ORIGINAL RESEARCH article

Front. Immunol.

Sec. Cancer Immunity and Immunotherapy

Volume 16 - 2025 | doi: 10.3389/fimmu.2025.1591134

This article is part of the Research TopicAdvancing NSCLC Treatment: Overcoming Challenges in Immune Checkpoint Inhibitor TherapyView all 14 articles

Induction chemoimmunotherapy may achieve non-inferior outcomes to consolidation immunotherapy in patients with unresectable stage III NSCLC: a real-world multicenter retrospective study

Provisionally accepted
  • 1Tianjin Medical University Cancer Institute and Hospital, Tianjin, China
  • 2Chinese Academy of Medical Sciences and Peking Union Medical College, Dongcheng, Beijing Municipality, China
  • 3Department of Radiotherapy, Fourth Hospital of Hebei Medical University, Shijiazhuang, Hebei Province, China

The final, formatted version of the article will be published soon.

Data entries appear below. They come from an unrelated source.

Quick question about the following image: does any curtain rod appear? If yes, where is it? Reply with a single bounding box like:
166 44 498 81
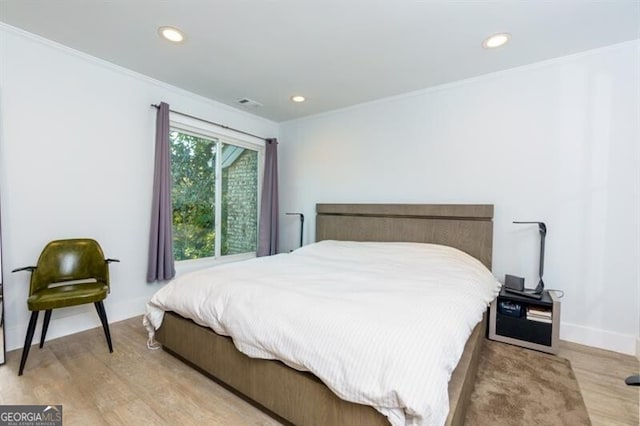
151 104 269 142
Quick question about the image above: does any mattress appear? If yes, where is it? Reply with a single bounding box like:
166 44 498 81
145 241 500 425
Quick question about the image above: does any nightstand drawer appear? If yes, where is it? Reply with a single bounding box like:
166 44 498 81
496 314 552 346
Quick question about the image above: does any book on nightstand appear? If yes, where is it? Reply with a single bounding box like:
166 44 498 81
527 306 552 324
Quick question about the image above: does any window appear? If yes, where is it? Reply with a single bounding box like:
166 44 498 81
170 123 263 261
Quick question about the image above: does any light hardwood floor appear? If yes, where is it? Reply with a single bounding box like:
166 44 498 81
0 317 640 426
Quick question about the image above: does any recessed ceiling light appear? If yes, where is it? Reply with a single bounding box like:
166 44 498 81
482 33 511 49
158 27 184 43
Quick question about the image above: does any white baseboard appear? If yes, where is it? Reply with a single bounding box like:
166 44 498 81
5 296 149 352
560 322 640 356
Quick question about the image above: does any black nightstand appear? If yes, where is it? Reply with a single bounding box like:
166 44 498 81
489 290 560 354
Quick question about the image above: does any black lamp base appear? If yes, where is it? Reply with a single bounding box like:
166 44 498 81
624 375 640 386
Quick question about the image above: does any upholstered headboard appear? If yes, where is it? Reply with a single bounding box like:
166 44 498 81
316 204 493 269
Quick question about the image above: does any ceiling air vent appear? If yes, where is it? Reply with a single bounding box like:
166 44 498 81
238 98 262 108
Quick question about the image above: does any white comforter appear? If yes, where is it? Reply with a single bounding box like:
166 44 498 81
144 241 500 425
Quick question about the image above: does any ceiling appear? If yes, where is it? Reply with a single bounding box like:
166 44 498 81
0 0 640 121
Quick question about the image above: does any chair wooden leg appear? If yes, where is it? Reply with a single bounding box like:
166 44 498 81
94 300 113 352
18 311 39 376
40 309 51 349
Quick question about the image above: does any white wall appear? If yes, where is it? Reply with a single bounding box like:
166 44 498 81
280 42 640 353
0 25 278 350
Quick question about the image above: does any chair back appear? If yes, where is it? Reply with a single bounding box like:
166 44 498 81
29 238 109 296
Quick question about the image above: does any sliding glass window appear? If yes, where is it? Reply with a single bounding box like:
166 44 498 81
170 125 263 261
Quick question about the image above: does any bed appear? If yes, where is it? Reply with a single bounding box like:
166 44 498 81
145 204 493 425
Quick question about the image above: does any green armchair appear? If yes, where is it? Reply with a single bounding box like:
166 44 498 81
11 238 119 376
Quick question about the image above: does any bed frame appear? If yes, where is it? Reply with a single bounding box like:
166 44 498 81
156 204 493 426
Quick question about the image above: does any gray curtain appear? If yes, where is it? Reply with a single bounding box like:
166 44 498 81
147 102 176 282
258 139 278 256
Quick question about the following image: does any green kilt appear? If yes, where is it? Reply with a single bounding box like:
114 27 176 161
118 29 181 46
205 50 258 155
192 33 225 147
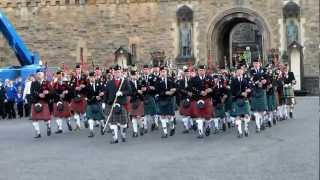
230 98 250 117
214 104 226 118
86 104 104 120
251 88 268 112
267 93 277 111
158 97 175 116
144 96 158 116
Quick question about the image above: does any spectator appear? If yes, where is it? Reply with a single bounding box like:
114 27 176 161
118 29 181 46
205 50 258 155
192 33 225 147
5 81 17 119
0 80 6 119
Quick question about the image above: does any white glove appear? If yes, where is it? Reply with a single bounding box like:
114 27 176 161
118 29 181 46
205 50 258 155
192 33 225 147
116 91 123 96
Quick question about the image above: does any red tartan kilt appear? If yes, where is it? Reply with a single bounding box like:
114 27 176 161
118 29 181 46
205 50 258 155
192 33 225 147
191 98 214 120
53 102 71 118
179 102 193 117
128 101 144 117
31 102 51 121
70 98 87 114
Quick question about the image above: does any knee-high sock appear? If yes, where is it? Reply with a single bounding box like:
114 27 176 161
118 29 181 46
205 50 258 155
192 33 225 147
153 115 160 127
110 125 118 140
143 115 152 129
244 115 250 132
56 118 62 130
213 118 219 129
181 117 189 130
120 124 127 138
132 117 138 133
235 118 242 134
196 118 204 135
160 117 168 134
254 112 261 129
88 119 94 131
32 121 40 134
73 114 81 128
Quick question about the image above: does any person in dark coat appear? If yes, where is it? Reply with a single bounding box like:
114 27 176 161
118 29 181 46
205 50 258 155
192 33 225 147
85 72 105 138
156 67 176 138
31 72 52 138
104 65 132 144
5 80 18 119
230 66 251 138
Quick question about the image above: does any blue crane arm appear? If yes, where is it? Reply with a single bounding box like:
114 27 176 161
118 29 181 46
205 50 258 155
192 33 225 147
0 11 39 66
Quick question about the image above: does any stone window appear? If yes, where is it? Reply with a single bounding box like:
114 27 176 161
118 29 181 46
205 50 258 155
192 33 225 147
177 6 193 59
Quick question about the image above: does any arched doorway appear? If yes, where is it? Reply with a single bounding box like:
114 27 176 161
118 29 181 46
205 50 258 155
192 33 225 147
207 8 270 67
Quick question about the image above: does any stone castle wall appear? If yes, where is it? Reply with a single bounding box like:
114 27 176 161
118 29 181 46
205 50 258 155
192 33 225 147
0 0 320 94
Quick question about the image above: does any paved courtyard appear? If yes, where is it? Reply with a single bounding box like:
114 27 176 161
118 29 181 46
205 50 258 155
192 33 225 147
0 97 319 180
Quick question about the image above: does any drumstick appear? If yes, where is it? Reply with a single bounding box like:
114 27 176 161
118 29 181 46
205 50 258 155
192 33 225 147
103 78 124 132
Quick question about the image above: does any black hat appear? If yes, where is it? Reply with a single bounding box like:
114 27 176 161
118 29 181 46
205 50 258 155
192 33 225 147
198 65 206 69
130 71 137 76
113 64 121 71
89 72 94 77
143 64 149 68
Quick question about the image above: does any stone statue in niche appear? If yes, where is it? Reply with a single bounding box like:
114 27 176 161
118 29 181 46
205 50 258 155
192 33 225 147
287 21 299 45
180 22 192 57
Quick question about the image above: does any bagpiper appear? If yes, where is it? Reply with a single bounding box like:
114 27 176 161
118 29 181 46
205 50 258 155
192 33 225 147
250 59 268 132
69 64 88 131
230 66 251 138
104 65 131 144
31 72 52 138
177 69 194 134
129 70 145 137
190 65 214 139
156 67 176 138
85 72 105 138
52 71 72 134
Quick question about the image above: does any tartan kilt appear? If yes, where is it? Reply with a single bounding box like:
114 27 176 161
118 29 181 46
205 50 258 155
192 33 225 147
70 98 87 114
128 100 144 117
215 103 226 118
191 98 214 119
251 89 268 112
179 102 192 116
86 104 104 120
144 96 158 115
230 99 250 117
31 102 51 121
106 105 129 125
53 101 71 118
267 94 277 111
158 97 175 116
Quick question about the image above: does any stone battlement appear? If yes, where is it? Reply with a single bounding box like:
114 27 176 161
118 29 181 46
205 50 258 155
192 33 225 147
0 0 188 8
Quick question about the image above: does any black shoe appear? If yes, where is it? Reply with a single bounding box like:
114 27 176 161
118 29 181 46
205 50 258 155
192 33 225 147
161 134 168 138
151 123 156 131
205 127 211 136
55 129 63 134
182 129 189 134
67 122 72 131
132 132 138 138
47 128 51 136
34 134 41 139
170 129 176 136
197 134 204 139
110 139 119 144
244 132 249 137
88 131 94 138
222 123 227 132
84 121 89 129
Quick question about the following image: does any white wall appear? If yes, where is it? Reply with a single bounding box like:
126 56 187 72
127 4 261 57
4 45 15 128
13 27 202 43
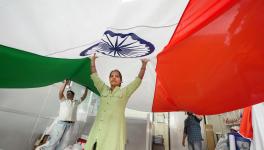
0 83 151 150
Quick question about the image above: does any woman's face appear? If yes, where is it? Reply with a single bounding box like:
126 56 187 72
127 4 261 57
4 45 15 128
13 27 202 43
109 71 122 87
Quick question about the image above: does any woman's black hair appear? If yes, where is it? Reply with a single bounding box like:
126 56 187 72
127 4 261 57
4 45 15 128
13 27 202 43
109 69 122 86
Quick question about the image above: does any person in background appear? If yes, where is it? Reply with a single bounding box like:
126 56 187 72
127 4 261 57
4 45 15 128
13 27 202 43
182 112 203 150
36 80 87 150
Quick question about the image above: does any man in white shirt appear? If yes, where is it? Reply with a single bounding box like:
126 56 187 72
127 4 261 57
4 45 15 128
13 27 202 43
37 80 87 150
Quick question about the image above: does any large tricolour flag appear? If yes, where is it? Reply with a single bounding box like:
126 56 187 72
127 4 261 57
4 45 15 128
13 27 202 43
0 0 264 114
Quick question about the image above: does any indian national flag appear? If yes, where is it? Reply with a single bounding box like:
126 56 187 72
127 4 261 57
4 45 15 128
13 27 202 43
0 0 264 114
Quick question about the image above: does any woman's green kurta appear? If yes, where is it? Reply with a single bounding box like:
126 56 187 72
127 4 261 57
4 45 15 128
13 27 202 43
85 73 141 150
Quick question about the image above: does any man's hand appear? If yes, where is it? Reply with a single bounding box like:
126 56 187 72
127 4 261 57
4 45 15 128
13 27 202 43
64 79 70 85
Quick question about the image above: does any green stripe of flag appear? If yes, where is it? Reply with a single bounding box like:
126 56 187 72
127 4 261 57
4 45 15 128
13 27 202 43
0 45 98 93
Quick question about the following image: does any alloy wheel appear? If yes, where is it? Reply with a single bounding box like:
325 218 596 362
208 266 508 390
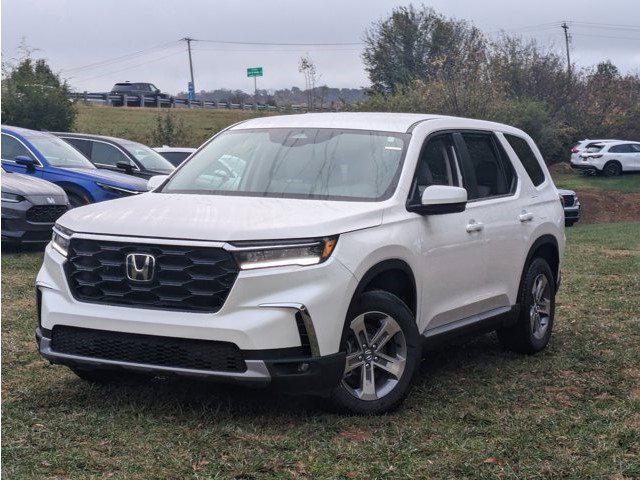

Background: Consolidation immunotherapy after chemoradiotherapy (CRT) is the standard of care for unresectable stage III non-small cell lung cancer (NSCLC). However, the role of upfront chemoimmunotherapy before CRT remains unclear. This study aims to investigate the value of induction chemoimmunotherapy before CRT in unresectable stage III NSCLC.Methods: Unresectable stage III NSCLC patients who received induction chemoimmunotherapy before CRT or consolidation immunotherapy after CRT from four centers were retrospectively enrolled. The Kaplan-Meier method was used to estimate progression-free survival (PFS) and overall survival (OS), and one-to-one propensity score matching (PSM) was used to further minimize confounding.Results: A total of 262 patients were enrolled, with 124 (47.3%) receiving induction chemoimmunotherapy (Ind group) and 138 (52.7%) receiving consolidation immunotherapy (Con group). Further 1:1 PSM analysis showed that induction chemoimmunotherapy achieved comparable outcomes to consolidation immunotherapy (2-year PFS: 56.0% vs. 45.6%, P=0.327; 2-year OS: 81.0% vs. 79.2%, P=0.960) with fewer cycles of immunotherapy (median 4 vs. 10 cycles, P<0.001). The incidence of treatment-related adverse events was similar (P>0.05). Exploratory analysis found that patients with < 4 cycles of induction immunotherapy had similar PFS (median NR vs. 30.1 months, 2-year PFS 50.8% vs. 54.4%, P=0.932) but prolonged OS (median NR vs. 46.0 months, 2year OS 89.0% vs. 75.5%, P=0.112) compared to those with ≥ 4 cycles of induction immunotherapy.Upfront chemoimmunotherapy before CRT appears to be feasible and safe, and may achieve non-inferior outcomes to consolidation immunotherapy with fewer cycles of immunotherapy.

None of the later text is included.